Starting in June, Langara Continuing Studies is offering a preparation course for the Canadian English Language Benchmark Assessment for Nurses (CELBAN).
As an assessment tool, the CELBAN is designed to determine the English proficiency of nurses who are internationally educated and interested in applying for their license in the nursing profession in Canada.
“It’s great to see this avenue getting more popularity”, says course instructor Jeff Madigan. “There are many barriers to becoming a nurse in Canada, so having an English test rooted in the knowledge nurses know helps showcase their English fluency. A lot of students find the CELBAN test easier than the IELTS exam.”
Langara’s 40-hour course is a pathway program that will provide students with real working scenarios, practical situations, and opportunities to improve their communications skills and fluency in the run up to taking the CELBAN. In many ways, it also compliments other programs in Langara’s esteemed nursing program, such as the SIMS, trainings where student nurses work in simulation labs running through various medical scenarios to hone in both their clinical and interpersonal skills.

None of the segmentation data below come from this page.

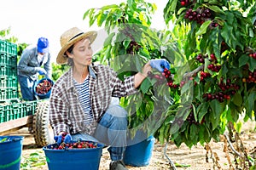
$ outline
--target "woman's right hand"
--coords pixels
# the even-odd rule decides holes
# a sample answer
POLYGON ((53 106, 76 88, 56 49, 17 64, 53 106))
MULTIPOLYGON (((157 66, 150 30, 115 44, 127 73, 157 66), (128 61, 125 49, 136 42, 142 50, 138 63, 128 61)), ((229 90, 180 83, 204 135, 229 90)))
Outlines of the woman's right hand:
POLYGON ((58 135, 55 136, 55 140, 58 145, 60 145, 62 142, 70 143, 72 140, 72 136, 68 133, 61 132, 59 133, 58 135))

Two course schedules are being offered as flexible options for nurses with busy lives and full calendars. The weekday program takes place on Wednesday evenings (with one Saturday included) and the weekend program takes place on Saturday mornings.

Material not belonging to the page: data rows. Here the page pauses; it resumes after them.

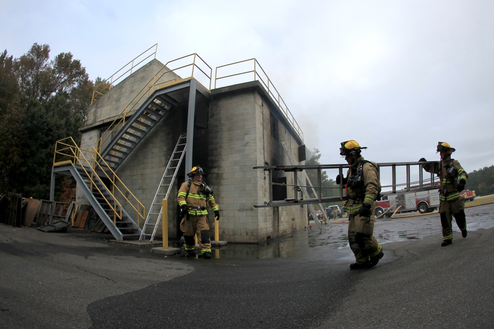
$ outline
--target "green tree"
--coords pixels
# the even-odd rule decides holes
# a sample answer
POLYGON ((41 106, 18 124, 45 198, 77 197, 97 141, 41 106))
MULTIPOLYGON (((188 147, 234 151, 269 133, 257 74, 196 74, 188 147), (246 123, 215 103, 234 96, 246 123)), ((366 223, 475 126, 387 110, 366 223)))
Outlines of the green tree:
POLYGON ((494 193, 494 165, 469 173, 466 187, 479 196, 494 193))
MULTIPOLYGON (((305 161, 305 164, 307 165, 319 165, 321 163, 319 162, 321 158, 321 153, 317 148, 313 148, 312 150, 307 150, 307 160, 305 161)), ((316 170, 307 170, 306 174, 311 183, 315 187, 316 183, 318 182, 317 171, 316 170)), ((329 197, 330 196, 336 196, 339 195, 338 186, 336 185, 334 181, 329 178, 327 173, 324 170, 322 170, 321 172, 321 183, 322 190, 321 191, 321 196, 323 197, 329 197)), ((307 184, 308 185, 308 183, 307 184)), ((309 193, 311 191, 310 187, 308 188, 308 191, 309 193)), ((331 204, 338 204, 341 203, 331 203, 331 204)), ((329 204, 325 205, 328 206, 329 204)), ((317 209, 319 208, 318 205, 315 205, 314 207, 317 209)))
POLYGON ((12 56, 5 50, 0 55, 0 191, 10 189, 11 178, 22 172, 24 166, 20 141, 25 138, 22 129, 24 110, 20 90, 14 73, 12 56))
POLYGON ((0 86, 0 106, 11 93, 18 102, 4 111, 1 109, 0 129, 7 141, 0 145, 2 189, 47 198, 55 142, 69 136, 80 140, 94 85, 70 52, 50 61, 49 46, 35 43, 13 60, 4 53, 0 71, 11 78, 5 83, 8 92, 0 86))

Recognized by national nursing licensing bodies, CELBAN is managed by a national entity – The CELBAN Centre – and administered by test sites across Canada. Nurses may take the benchmark assessment under three conditions: they are interested in being registered by a provincial regulatory body, they were previously educated as a registered nurse in another country, and they have a native language other than English.

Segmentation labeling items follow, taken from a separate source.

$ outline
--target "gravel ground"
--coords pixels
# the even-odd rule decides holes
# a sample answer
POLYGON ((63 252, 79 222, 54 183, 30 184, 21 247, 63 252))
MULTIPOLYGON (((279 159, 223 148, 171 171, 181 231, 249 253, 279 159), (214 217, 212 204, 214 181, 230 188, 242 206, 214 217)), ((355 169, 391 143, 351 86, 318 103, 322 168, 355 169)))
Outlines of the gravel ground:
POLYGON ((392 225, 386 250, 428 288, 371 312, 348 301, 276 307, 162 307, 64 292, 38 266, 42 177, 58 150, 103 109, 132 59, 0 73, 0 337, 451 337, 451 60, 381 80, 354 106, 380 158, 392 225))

In 2002, Statistics Canada estimated that in 2016, Canada would experience a shortage of 113,000 registered nurses; an alarming number that would significantly impact the quality of the country’s health care system. Internationally educated nurses were identified as a solution to help ease the projected shortage, and a survey from over 50 professional nursing stakeholder organizations across Canada found that a nursing language assessment tool would be of benefit and necessary to put this program in place. After comprehensive project development and planning, the CELBAN was implemented in 2004.